For individual investors, gold often has the best performance when real interest rates are low or negative, when the Prediction is under pressure to depreciate, or when the market drops sharply. its role as a short-term anti-inflation barrier is still controversial, but in the long term, gold always retains purchasing power through inflationary cycles - experts wrote
Meanwhile, Saxo experts say that silver is a harmonious mixture between shelter role and specific industrial applications.
"Siliver combines two investment stories: a place to preserve value and industrial goods. This dual role brings flexibility - both a defensive tool when the market fluctuates and has the potential to increase prices in the period of economic expansion. It is this versatility that makes it more complex and volatile than gold.

They said more than 50% of global silver demand comes from the industrial sector. This characteristic makes silver less consistent than gold as a safe haven, but more sensitive to periods of re-inflation or growth inflation. Silver can outperform when risks are reduced, but it also often falls behind if industrial demand weakens.
Lower prices per silver ounce also make it easier for individual investors to access, while silver ETFs and futures maintain high liquidity for large or short-term allocations.
For its part, platinum is closely associated with high-tech applications.
Platinum stands out for its rarity and industrial importance. It is much rarer than gold or silver, and is mostly mined in South Africa and Russia. This geographical concentration makes supply vulnerable to disruption, although currently, sanctions on Russian basic metals are not expected to have a major impact on the platinum market in the short term, said Saxo Bank.
Unlike gold, platinum prices are mainly affected by industrial demand.
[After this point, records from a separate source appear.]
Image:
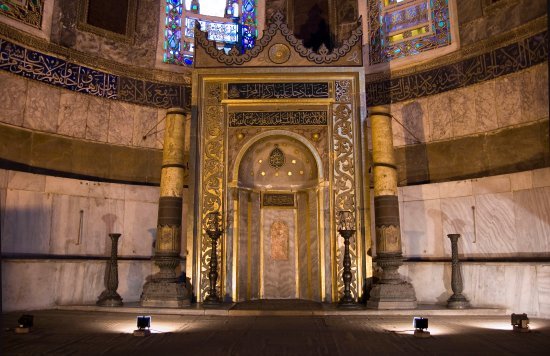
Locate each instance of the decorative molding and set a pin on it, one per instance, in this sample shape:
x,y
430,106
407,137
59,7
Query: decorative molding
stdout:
x,y
338,57
182,77
277,118
489,65
28,12
59,72
278,90
278,199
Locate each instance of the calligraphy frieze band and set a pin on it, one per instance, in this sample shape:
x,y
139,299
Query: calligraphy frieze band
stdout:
x,y
501,61
276,118
278,90
278,199
55,71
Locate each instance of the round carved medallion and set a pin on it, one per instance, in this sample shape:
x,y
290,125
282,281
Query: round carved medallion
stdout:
x,y
279,53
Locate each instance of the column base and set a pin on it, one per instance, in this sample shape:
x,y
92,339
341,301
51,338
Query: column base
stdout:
x,y
162,294
458,301
392,296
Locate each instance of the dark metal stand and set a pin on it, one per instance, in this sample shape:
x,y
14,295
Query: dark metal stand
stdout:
x,y
457,300
213,299
347,300
109,297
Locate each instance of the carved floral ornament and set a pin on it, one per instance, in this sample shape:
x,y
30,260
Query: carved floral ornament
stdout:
x,y
350,50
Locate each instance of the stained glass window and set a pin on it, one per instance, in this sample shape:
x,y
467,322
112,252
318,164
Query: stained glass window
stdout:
x,y
228,22
400,28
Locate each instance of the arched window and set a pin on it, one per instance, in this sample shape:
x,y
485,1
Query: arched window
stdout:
x,y
228,22
400,28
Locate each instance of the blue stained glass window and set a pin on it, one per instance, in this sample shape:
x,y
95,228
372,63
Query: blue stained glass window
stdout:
x,y
229,22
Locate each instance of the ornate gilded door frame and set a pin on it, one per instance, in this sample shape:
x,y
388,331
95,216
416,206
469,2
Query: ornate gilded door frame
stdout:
x,y
212,96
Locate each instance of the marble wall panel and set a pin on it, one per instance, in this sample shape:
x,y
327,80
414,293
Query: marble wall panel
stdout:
x,y
121,123
67,227
144,123
541,177
521,180
460,188
142,193
27,222
279,275
79,282
495,225
494,184
13,91
508,100
421,229
106,190
532,214
104,216
463,111
28,285
140,228
26,181
68,186
440,116
543,283
485,105
522,290
97,120
41,107
458,218
73,109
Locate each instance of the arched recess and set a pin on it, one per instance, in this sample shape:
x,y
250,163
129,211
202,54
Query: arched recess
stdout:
x,y
276,178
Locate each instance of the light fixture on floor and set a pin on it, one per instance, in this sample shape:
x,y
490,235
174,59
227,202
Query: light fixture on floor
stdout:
x,y
420,327
143,324
520,322
25,322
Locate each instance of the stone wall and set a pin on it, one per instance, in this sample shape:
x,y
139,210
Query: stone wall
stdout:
x,y
505,226
50,256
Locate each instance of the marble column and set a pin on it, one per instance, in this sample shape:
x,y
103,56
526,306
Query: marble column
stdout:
x,y
391,291
164,290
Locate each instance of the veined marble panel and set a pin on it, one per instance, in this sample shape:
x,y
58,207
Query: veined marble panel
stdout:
x,y
440,116
73,109
463,111
26,181
67,229
543,282
145,120
103,217
521,180
67,186
279,275
142,193
458,218
41,108
121,123
108,190
485,104
534,93
495,225
459,188
13,91
420,192
140,228
532,214
27,222
508,100
541,177
97,120
490,185
422,232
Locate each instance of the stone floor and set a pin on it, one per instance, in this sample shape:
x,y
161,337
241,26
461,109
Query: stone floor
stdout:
x,y
59,332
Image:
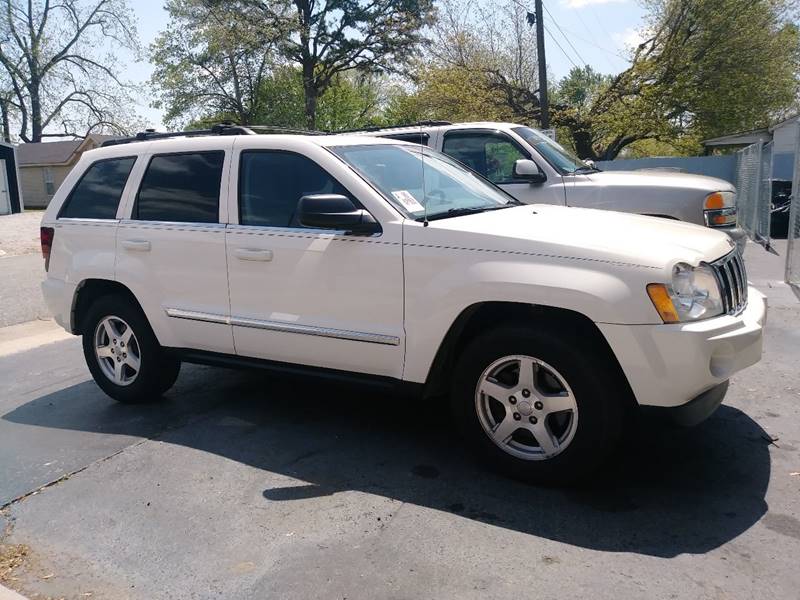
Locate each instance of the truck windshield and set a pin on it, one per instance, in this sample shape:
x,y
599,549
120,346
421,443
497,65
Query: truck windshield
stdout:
x,y
412,183
554,153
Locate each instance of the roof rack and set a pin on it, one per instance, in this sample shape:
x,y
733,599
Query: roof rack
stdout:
x,y
152,134
389,127
275,129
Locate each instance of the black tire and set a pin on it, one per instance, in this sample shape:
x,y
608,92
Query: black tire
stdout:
x,y
596,385
157,372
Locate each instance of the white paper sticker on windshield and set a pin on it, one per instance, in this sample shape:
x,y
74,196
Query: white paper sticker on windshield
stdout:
x,y
408,201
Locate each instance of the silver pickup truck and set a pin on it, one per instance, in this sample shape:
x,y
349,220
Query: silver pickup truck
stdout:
x,y
536,170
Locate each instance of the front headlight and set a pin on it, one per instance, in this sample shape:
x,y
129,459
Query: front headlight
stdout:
x,y
693,295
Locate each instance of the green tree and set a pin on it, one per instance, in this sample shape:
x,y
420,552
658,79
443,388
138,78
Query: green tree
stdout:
x,y
707,67
216,60
58,68
335,37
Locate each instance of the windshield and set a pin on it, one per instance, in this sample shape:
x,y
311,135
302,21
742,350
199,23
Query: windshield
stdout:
x,y
554,153
410,183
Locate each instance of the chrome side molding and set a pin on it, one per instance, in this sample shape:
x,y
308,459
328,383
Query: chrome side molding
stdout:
x,y
341,334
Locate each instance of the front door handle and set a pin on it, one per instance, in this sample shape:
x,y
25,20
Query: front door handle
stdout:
x,y
253,254
136,245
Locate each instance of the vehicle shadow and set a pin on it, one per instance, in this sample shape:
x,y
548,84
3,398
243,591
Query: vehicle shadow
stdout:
x,y
669,491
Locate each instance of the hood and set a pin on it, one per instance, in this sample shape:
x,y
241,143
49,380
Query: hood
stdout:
x,y
664,179
600,235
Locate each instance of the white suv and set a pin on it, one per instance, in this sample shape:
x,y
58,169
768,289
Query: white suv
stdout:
x,y
536,170
374,259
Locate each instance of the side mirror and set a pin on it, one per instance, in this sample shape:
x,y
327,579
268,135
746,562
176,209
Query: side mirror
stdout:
x,y
334,211
529,171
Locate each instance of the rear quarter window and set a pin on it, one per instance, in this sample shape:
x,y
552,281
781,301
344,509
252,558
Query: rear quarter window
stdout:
x,y
98,192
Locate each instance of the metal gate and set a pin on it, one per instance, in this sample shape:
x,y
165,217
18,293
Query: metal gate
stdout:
x,y
793,234
754,191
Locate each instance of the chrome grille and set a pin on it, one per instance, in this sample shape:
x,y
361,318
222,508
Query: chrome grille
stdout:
x,y
732,280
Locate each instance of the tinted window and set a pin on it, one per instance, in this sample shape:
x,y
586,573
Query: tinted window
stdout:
x,y
181,187
491,155
272,183
98,192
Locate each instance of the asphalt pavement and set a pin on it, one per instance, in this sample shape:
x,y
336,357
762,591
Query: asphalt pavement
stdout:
x,y
242,485
20,295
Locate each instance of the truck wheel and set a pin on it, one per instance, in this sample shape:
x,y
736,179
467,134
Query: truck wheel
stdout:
x,y
543,405
122,352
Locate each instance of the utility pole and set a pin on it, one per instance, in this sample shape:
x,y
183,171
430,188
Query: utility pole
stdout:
x,y
544,104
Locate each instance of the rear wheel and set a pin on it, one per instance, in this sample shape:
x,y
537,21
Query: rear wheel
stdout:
x,y
539,404
122,352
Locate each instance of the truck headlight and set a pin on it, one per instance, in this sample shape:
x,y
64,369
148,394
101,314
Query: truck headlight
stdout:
x,y
693,295
719,209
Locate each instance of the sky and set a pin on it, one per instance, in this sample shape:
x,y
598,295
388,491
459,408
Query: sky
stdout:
x,y
597,33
About 40% of global platinum demand comes from the auto industry, which is essential for producing exhaust filters for internal combustion engine vehicles. In addition, platinum is used in oil refining, medical equipment, and has the potential to be applied in hydrogen fuel cell technology, although the impact is still modest due to the slower implementation speed than expected, they emphasized.
Regarding the allocation of investment capital, Saxo Bank recommends that investors should reserve about 2-5% of total assets for a cautious investment portfolio, most of which is gold. For more balanced or inflation- sensitive portfolios, the proportion could increase to around 10%, especially during times of currency uncertainty or when the value of the currency is in decline.